Hello.
My setup is:
- Lenovo M920q mini pc with Proxmox installed (this doesn’t have IPMI, only vPRO and it’s annoying me)
- Fujitsu TX1320 M3 with TrueNAS Core installed - ZFS + RAID1 (this is a low-end “enterprise grade” server, and best thing - it has IPMI).
The Proxmox PC keeps all its CTs and 1 VM on the TrueNAS using iSCSI.
The idea behind my setup was that it felt nice that the TrueNAS would handle all the storage heavy lifting - ZFS, RAID etc., while the Proxmox mini PC would be a “compute-only” node that has a naked Proxmox install with some config.

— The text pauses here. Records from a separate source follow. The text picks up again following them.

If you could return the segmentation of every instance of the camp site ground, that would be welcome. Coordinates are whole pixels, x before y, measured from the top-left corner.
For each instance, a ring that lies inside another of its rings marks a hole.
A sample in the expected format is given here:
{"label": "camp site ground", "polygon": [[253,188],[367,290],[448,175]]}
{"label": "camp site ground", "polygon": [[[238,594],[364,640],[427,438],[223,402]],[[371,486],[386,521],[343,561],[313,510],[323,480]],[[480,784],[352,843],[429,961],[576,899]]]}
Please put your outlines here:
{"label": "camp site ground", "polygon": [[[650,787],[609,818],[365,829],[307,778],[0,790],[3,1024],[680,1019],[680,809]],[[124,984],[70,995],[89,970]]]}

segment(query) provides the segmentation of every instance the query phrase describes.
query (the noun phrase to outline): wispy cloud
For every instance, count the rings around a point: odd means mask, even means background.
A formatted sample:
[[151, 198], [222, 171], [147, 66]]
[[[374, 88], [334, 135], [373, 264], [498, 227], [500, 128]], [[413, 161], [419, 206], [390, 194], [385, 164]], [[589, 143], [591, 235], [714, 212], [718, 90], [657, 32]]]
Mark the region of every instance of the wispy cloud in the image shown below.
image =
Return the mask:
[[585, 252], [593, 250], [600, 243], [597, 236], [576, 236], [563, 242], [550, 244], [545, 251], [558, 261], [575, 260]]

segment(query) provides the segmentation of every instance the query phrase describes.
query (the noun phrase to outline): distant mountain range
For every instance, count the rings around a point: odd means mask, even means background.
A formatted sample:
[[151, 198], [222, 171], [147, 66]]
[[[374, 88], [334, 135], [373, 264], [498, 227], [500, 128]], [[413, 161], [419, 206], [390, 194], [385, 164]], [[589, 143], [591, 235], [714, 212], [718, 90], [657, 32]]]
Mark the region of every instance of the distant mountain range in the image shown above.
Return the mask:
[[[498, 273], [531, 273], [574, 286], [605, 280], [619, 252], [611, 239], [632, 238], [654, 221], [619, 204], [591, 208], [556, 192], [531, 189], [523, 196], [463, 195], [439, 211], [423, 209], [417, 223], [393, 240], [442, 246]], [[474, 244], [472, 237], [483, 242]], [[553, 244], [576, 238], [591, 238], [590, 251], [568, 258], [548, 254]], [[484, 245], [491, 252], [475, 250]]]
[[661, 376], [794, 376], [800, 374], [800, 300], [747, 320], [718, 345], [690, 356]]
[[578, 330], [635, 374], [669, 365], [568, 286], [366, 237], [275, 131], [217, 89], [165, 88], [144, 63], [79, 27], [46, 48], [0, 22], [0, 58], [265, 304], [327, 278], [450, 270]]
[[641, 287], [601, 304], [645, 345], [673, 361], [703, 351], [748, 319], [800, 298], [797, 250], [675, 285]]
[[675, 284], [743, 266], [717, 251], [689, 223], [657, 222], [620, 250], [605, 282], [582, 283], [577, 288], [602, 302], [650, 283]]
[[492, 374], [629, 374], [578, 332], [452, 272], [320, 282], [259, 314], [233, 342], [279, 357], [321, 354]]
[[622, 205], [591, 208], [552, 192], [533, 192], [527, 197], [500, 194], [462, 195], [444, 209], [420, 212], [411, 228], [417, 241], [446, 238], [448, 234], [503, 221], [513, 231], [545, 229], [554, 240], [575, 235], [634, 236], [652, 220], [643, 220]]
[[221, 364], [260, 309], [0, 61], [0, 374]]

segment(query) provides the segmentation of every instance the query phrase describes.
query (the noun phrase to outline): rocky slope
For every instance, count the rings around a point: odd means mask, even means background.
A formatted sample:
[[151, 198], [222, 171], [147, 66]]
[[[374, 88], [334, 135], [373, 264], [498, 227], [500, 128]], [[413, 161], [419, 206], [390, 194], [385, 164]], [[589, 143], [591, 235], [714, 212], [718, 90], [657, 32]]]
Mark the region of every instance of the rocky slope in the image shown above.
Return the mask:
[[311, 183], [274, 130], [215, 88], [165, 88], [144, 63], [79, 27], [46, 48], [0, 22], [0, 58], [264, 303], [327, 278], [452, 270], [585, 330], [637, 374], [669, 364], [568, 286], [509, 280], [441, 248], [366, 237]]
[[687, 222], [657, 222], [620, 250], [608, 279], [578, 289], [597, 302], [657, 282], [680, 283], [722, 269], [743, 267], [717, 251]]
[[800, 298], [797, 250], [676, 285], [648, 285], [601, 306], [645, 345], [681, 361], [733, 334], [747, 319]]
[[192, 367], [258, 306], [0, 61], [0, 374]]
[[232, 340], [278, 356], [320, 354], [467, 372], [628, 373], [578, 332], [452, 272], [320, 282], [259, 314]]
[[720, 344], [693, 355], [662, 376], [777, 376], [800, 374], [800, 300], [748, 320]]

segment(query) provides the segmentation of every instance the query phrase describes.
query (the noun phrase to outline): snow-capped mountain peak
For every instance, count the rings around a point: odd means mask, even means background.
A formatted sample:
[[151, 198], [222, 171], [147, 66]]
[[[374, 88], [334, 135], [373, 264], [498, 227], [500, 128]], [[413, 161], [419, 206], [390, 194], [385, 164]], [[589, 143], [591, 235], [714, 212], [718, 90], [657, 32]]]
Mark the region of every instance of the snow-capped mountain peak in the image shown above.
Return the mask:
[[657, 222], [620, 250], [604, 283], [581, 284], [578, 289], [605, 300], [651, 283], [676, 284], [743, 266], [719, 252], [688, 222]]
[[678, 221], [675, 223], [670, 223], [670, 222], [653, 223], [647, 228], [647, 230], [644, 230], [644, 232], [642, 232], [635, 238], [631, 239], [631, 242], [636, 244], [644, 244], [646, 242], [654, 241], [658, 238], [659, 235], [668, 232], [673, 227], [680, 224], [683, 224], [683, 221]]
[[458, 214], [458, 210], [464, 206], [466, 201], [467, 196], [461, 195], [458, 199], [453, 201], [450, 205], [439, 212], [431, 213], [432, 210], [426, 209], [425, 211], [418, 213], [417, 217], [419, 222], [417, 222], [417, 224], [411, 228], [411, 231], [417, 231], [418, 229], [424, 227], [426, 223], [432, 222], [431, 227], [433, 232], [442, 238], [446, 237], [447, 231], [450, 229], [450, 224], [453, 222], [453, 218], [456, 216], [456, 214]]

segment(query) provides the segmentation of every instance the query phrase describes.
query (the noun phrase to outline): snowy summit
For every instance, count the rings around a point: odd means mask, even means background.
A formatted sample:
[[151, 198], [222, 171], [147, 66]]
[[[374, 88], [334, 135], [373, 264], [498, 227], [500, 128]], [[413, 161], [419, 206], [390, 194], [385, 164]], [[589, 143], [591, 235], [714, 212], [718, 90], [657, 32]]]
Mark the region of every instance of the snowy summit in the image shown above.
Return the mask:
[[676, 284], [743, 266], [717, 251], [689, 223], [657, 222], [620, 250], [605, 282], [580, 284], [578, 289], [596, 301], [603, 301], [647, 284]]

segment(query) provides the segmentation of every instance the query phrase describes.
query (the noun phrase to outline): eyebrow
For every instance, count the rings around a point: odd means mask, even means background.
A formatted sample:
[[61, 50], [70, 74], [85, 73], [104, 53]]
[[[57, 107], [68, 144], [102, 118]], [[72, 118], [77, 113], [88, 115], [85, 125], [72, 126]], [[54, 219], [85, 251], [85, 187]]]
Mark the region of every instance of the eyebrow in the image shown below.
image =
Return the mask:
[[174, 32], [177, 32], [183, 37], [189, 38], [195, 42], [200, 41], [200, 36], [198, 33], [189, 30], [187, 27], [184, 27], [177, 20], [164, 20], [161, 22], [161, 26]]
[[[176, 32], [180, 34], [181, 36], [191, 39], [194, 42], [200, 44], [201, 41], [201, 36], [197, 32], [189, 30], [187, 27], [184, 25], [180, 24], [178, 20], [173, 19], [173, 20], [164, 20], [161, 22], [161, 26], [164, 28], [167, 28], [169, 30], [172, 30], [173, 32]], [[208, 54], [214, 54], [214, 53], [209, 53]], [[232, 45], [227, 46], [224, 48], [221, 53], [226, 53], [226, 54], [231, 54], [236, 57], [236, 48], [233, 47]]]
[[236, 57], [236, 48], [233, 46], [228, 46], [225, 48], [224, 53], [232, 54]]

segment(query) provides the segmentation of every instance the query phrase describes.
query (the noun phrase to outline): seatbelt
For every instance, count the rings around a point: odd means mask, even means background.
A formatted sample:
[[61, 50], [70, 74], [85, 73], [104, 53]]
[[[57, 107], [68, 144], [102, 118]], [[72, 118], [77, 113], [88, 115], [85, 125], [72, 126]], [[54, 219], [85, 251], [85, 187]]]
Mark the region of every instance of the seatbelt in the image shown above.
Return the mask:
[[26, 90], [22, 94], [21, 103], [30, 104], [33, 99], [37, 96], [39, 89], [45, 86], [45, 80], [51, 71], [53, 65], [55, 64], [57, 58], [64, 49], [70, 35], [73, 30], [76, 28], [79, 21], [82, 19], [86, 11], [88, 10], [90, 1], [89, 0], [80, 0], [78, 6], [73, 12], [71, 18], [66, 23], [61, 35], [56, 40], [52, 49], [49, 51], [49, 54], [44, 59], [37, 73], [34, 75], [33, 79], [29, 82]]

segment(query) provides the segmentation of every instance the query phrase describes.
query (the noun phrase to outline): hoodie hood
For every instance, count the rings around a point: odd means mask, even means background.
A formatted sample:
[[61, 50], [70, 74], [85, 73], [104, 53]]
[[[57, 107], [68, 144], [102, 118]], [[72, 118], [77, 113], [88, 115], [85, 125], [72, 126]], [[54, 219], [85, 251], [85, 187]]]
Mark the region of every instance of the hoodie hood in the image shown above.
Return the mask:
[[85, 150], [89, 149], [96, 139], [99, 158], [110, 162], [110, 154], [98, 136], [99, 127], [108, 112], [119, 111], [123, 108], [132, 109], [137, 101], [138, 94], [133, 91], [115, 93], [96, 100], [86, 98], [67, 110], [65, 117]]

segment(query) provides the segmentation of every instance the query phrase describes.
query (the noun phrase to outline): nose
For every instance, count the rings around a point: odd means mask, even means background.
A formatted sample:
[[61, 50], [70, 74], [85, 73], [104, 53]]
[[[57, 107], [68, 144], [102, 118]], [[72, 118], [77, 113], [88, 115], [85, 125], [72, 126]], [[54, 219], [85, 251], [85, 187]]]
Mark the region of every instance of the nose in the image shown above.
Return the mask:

The problem with that is if the TrueNAS machine loses power or is restarted, the Proxmox CTs/VMs switch their filesystem to read-only and stop responding to requests. This is because the iSCSI connection is interrupted. When the TrueNAS is back online, Proxmox doesn’t make any attempt to restart the VMs/CTs - they’d still be broken.
It’s annoying to me to have to VPN to the Proxmox web ui and wait 15 minutes until all the CTs/VMs are restarted and now again functioning on the “alive” iSCSI connection.
I was wondering what are my options here to remove the dependency chain?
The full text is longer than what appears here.